Die fünf Minuten sollten für sie eigentlich ein Klacks sein im Vergleich zu den vier Jahren, die sie mit ihren beiden Mitstreitern warten musste, die seit 2014 ebenfalls für die Idee eines neuen Unterstützungsangebots für die vielen armen Familien im Quartier eintreten. Zusammen mit Marion Haase vom Kinder- und Familienzentrum (KuFZ) Stichnathstraße und Carsten Dohrmann von der Grundschule Stichnathstraße hat Ahlers, wie berichtet, bereits ein erstes Konzept erstellt und einen breiten Unterstützerkreis für das Projekt zusammengetrommelt.

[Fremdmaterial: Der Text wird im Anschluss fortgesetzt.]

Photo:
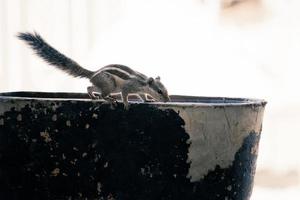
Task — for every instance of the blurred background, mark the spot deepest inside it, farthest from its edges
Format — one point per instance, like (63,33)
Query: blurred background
(232,48)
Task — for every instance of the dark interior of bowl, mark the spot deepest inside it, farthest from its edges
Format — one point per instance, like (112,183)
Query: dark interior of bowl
(174,98)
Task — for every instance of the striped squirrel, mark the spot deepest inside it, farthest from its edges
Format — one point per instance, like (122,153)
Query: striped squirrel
(109,80)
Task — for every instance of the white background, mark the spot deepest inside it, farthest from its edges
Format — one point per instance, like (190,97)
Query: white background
(197,47)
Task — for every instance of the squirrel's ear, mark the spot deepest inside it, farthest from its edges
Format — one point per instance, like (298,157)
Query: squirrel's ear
(150,80)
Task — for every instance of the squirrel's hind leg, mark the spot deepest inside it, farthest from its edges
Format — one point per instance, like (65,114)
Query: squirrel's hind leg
(91,92)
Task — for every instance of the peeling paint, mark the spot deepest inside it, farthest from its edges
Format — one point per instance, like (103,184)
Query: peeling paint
(216,134)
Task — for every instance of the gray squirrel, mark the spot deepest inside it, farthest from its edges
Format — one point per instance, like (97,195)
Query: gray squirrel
(106,81)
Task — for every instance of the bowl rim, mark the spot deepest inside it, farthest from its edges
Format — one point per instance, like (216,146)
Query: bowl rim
(176,100)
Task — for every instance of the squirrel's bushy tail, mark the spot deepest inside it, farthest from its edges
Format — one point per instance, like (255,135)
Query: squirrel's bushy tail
(54,57)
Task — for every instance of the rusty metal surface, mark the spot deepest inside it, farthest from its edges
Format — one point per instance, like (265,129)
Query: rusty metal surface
(64,146)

Hilfe im Familienalltag und Bildungsangebote sollen Eltern wie Kindern in einem neuen Gebäude zwischen dem Kinder- und Familienzentrum sowie der Grundschule vorfinden. Ziel ist es, die fatale Spirale aus Armut und Ausgrenzung vor Ort zu durchbrechen und die Zukunftschancen der Mädchen und Jungen im Quartier zu erhöhen. Bisher war das ein Wunschtraum der sozialen Akteure vor Ort als Reaktion auf die erschreckende Bilanz der ersten Bremer Armutskonferenz. "Doch nun hat die Bildungsbehörde offiziell den Hut für das Vorhaben aufgesetzt, darauf hatten wir so sehr gehofft", sagt Ahlers.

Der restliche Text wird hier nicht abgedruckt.